Receiving a prescription for a breast pump is the first step in acquiring the necessary equipment, navigating insurance, and learning the techniques to successfully express milk. This guide will walk you through converting your prescription into a functioning pump and developing an effective pumping plan.
Turning Your Prescription Into a Pump
The breast pump is categorized as Durable Medical Equipment (DME), and most health insurance plans are required to provide coverage for breastfeeding equipment, often at little to no cost. The first step is to contact your insurance provider or a specialized DME supplier that works with your plan.
DME suppliers act as intermediaries, verifying your coverage and handling the paperwork. They will confirm which specific models are included and if any out-of-pocket costs are associated with an upgraded model. You will need to provide them with your insurance information, the prescription, and your expected delivery date.
Timing your order is important to ensure your pump arrives before your baby does. Most insurance plans permit ordering during the second or early third trimester, often around the 30th week of pregnancy. Starting the process early allows you to familiarize yourself with the equipment and ensures all parts are clean, assembled, and ready for immediate use.
Choosing the Right Equipment
Once coverage is confirmed, select a pump based on your anticipated usage and lifestyle. The primary distinction among personal electric pumps is between a closed system and an open system. A closed system is preferred because it incorporates a barrier that prevents milk or moisture from reaching the motor and tubing.
The closed design makes the pump more hygienic, eliminating the need to clean the tubing and reducing the risk of contamination. Open system pumps lack this barrier, allowing milk particles to enter the motor, making the device unsafe for multiple users. If you anticipate needing to pump frequently, consider features like portability, a long-lasting rechargeable battery, and a quiet motor.
A hospital-grade pump is a multi-user device designed for establishing a full milk supply, especially in the first weeks postpartum. Rental is typically covered by insurance only if there is a medical necessity, such as a premature baby in the NICU or low milk production. These pumps offer powerful, reliable suction for heavy-duty use but are bulkier and intended for temporary periods until your supply is established.
Mastering Pumping Technique and Schedule
Effective milk expression relies on more than just the pump motor; the fit of the flange, or breast shield, is paramount. The flange is the funnel-shaped piece that fits over the nipple and areola, creating a vacuum seal for milk extraction. Using an incorrectly sized flange is a common cause of pain, nipple damage, and inefficient milk removal, which negatively affects your supply.
To find your size, measure the diameter of your nipple at the base, and then select a flange that is typically 2 to 4 millimeters larger. When pumping, the nipple should move freely in the flange tunnel without rubbing the sides, and only a small amount of the areola should be pulled in.

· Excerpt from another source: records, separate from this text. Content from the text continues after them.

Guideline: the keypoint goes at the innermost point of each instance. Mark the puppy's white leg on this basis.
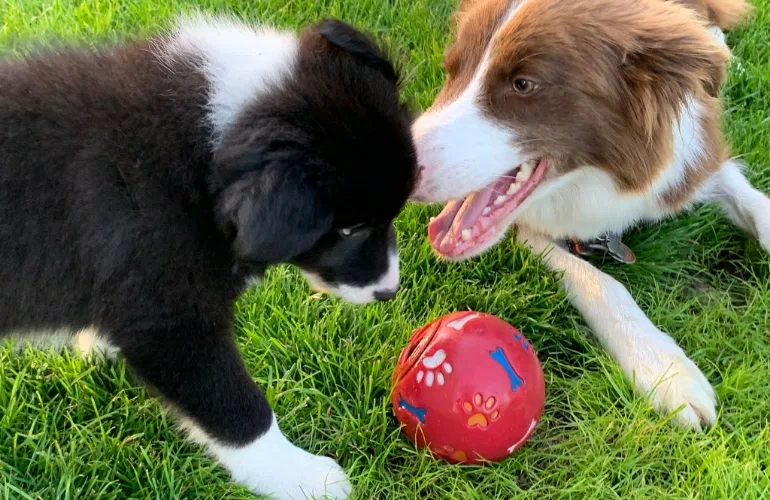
(747, 207)
(272, 465)
(650, 358)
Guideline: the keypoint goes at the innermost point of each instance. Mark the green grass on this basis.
(72, 429)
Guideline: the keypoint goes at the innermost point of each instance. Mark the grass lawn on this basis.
(73, 429)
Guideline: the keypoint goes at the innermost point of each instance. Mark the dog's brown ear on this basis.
(670, 50)
(727, 13)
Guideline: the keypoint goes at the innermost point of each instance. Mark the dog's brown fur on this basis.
(622, 69)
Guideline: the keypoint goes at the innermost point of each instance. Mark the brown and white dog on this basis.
(573, 119)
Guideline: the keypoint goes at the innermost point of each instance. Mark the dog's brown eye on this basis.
(524, 86)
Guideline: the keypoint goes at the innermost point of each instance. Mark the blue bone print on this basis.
(499, 356)
(417, 412)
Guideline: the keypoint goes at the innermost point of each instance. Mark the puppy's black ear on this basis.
(270, 216)
(342, 36)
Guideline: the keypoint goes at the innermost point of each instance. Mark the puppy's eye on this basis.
(523, 86)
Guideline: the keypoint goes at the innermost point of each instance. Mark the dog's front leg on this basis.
(200, 373)
(651, 359)
(746, 206)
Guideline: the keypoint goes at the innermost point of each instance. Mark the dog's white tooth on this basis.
(526, 171)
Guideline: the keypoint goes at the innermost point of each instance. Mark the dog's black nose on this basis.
(384, 295)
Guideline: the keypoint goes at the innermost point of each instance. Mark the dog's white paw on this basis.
(313, 477)
(286, 472)
(303, 477)
(271, 465)
(662, 371)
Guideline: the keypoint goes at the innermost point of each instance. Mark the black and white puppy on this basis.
(142, 187)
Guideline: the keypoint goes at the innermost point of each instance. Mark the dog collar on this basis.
(606, 244)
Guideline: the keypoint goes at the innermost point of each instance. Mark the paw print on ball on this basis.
(436, 369)
(481, 412)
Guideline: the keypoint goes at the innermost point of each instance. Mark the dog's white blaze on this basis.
(719, 36)
(361, 294)
(650, 358)
(271, 465)
(89, 342)
(239, 60)
(462, 149)
(86, 342)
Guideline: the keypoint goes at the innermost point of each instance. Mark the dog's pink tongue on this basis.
(456, 216)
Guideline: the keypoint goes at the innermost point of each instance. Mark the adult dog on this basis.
(143, 186)
(574, 120)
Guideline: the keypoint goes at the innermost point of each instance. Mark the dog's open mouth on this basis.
(466, 225)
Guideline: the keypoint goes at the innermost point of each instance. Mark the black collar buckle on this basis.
(606, 244)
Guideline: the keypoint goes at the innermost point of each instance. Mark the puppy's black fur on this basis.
(122, 209)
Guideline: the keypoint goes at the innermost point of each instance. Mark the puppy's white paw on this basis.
(273, 466)
(660, 369)
(301, 477)
(763, 231)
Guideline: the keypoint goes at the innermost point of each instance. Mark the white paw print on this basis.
(434, 365)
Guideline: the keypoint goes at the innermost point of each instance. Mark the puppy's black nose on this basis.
(384, 295)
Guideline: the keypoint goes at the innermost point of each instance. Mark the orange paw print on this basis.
(481, 412)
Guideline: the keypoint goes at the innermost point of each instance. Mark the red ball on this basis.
(470, 387)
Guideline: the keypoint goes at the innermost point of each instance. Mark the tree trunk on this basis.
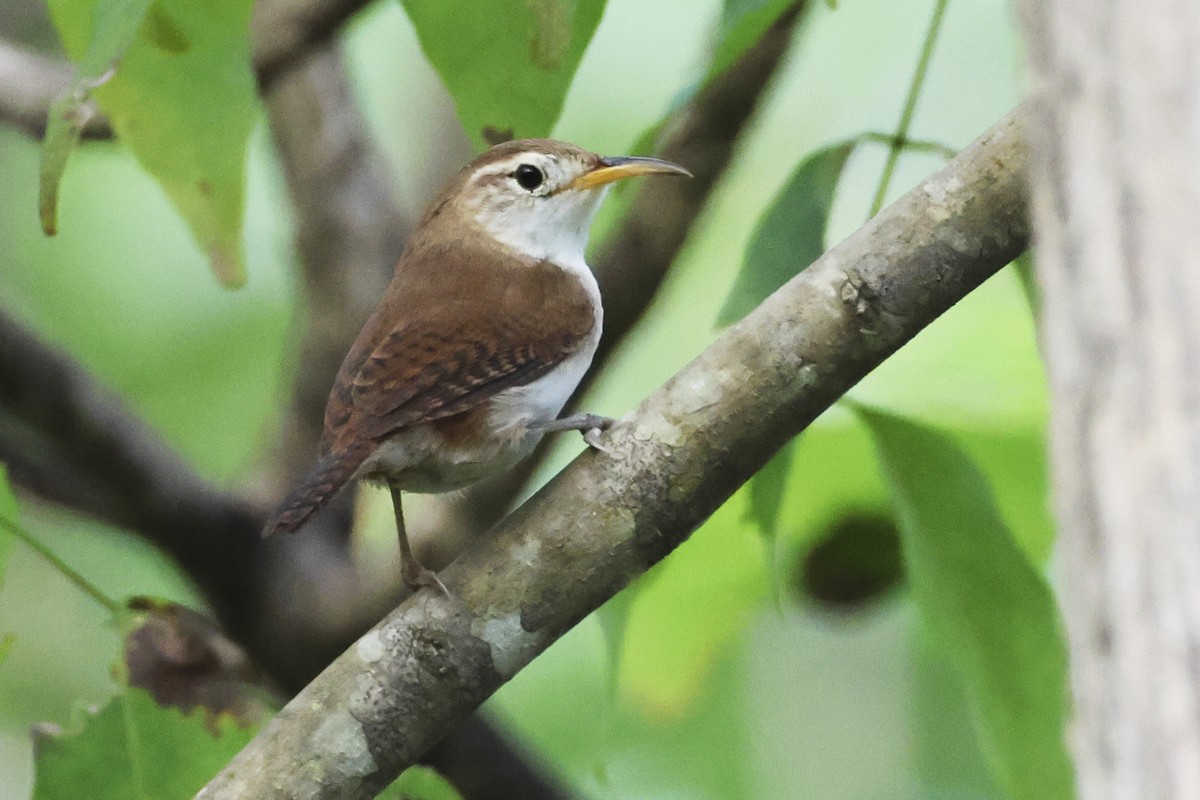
(1116, 200)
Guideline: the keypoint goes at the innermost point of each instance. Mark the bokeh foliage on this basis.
(714, 675)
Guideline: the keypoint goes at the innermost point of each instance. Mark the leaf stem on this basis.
(917, 145)
(81, 582)
(910, 106)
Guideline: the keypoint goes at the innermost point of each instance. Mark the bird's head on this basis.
(538, 196)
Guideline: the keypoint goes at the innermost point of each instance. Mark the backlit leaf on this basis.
(988, 608)
(7, 511)
(508, 64)
(743, 22)
(114, 26)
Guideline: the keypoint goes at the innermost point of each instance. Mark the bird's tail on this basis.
(318, 487)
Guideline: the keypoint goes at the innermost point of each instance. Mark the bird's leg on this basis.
(412, 570)
(589, 425)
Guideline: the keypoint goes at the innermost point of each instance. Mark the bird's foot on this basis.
(589, 425)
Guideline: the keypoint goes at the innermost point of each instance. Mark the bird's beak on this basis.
(613, 168)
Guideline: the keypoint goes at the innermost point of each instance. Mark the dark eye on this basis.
(529, 176)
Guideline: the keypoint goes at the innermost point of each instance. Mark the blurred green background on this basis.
(711, 677)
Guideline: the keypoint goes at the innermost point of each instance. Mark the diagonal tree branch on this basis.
(607, 517)
(285, 32)
(29, 83)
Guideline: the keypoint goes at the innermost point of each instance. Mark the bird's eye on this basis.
(528, 176)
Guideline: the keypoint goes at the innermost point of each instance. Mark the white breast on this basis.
(515, 409)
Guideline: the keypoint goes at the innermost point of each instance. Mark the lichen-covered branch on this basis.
(348, 226)
(610, 516)
(285, 32)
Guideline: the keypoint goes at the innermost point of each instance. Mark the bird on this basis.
(489, 324)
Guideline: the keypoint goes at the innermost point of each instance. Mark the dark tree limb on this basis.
(285, 32)
(633, 263)
(349, 232)
(609, 517)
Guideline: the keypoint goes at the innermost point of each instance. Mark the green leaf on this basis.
(420, 783)
(767, 489)
(670, 649)
(114, 26)
(984, 603)
(508, 64)
(1024, 266)
(135, 749)
(7, 511)
(743, 22)
(183, 98)
(791, 233)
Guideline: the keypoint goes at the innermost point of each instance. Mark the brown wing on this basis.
(429, 355)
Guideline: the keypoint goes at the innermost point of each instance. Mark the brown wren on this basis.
(487, 326)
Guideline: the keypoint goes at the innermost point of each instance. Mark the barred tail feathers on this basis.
(318, 487)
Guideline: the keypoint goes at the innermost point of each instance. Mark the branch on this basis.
(29, 83)
(633, 264)
(283, 34)
(609, 517)
(348, 226)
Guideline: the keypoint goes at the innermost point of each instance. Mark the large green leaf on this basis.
(183, 98)
(508, 64)
(7, 511)
(420, 783)
(135, 749)
(791, 232)
(985, 605)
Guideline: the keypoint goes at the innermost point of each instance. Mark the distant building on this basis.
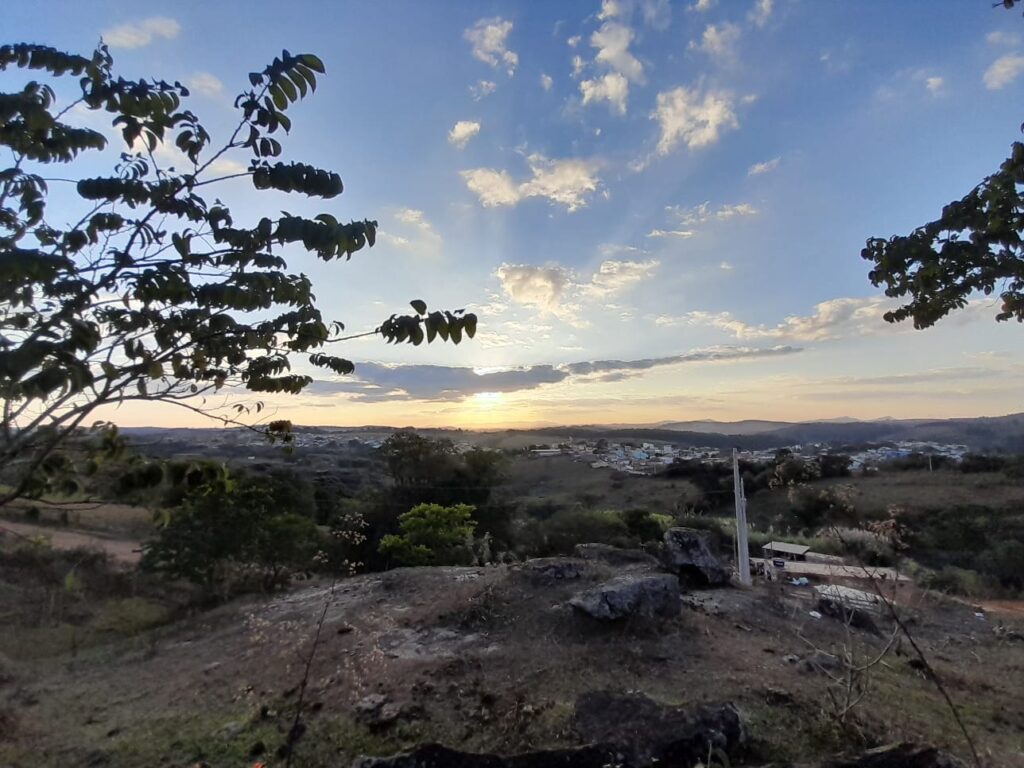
(784, 550)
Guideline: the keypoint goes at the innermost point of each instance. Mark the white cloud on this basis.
(719, 42)
(462, 132)
(564, 181)
(1004, 71)
(555, 290)
(612, 43)
(835, 318)
(767, 167)
(671, 233)
(142, 33)
(612, 88)
(701, 214)
(493, 187)
(482, 89)
(489, 40)
(761, 12)
(206, 84)
(540, 287)
(1003, 38)
(694, 118)
(613, 276)
(609, 9)
(417, 232)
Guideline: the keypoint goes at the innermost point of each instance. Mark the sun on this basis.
(486, 399)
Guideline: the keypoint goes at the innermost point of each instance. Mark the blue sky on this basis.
(656, 208)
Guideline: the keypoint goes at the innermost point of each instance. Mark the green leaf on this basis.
(312, 62)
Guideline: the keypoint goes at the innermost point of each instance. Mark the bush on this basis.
(432, 535)
(222, 528)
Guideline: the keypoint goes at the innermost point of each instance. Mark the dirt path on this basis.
(122, 550)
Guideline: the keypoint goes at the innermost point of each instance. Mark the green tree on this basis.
(156, 291)
(432, 535)
(975, 246)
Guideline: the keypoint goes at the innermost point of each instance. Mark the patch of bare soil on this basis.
(494, 659)
(124, 551)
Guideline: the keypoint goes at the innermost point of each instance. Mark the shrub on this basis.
(432, 535)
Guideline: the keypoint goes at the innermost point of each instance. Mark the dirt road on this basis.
(122, 550)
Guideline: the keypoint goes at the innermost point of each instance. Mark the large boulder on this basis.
(630, 595)
(435, 756)
(688, 553)
(897, 756)
(614, 556)
(553, 568)
(649, 733)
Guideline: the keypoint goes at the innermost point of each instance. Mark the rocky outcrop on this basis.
(616, 557)
(688, 553)
(897, 756)
(631, 595)
(624, 730)
(553, 568)
(649, 733)
(435, 756)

A good fit ensures thorough breast drainage, which signals your body to produce more milk.
To establish a full milk supply, aim for a frequency that mimics a newborn’s feeding pattern. This typically means expressing milk at least 8 to 10 times in a 24-hour period, including at least one session overnight. Incorporate “hands-on pumping,” which involves massaging and compressing the breast while you pump, a technique shown to increase milk volume and fat content.
For a temporary boost to milk production, incorporate a “power pumping” session once a day. This technique mimics cluster feeding by using a specific on/off pattern over a one-hour period. A typical power pumping hour involves pumping for 20 minutes, resting for 10 minutes, pumping for 10 minutes, resting for 10 minutes, and then finishing with a final 10-minute pump. Once expressed, milk can be safely stored at room temperature for up to four hours, in the refrigerator for up to four days, or in a freezer for up to six months.
Pump Care and Troubleshooting
Maintaining the hygiene and functionality of your breast pump parts is essential for your baby’s health and the device’s efficiency. After every pumping session, disassemble all parts that contact milk and rinse them immediately under running water to remove residue. Next, wash them in a clean basin used only for infant feeding items, using warm, soapy water and a dedicated brush.
After cleaning, all parts must be allowed to air-dry completely on a clean paper towel or drying rack before storing them. Sanitize the cleaned parts at least once daily to remove germs, which can be done by boiling them for five minutes, using a steam sterilizer, or utilizing a dishwasher with a sanitize cycle. Always check the manufacturer’s instructions to ensure the parts are safe for your chosen method.
A sudden reduction in milk output or suction power often signals that a small component needs replacement, not a problem with the motor or your milk supply. The small silicone parts, like the duckbill valves or membranes, are the most fragile and require the most frequent replacement. If you pump multiple times per day, these parts may need to be swapped out every two to four weeks, as their wear reduces the vacuum seal necessary for effective expression.
Tubing should be replaced immediately if any moisture or mold is visible inside, as it cannot be thoroughly cleaned.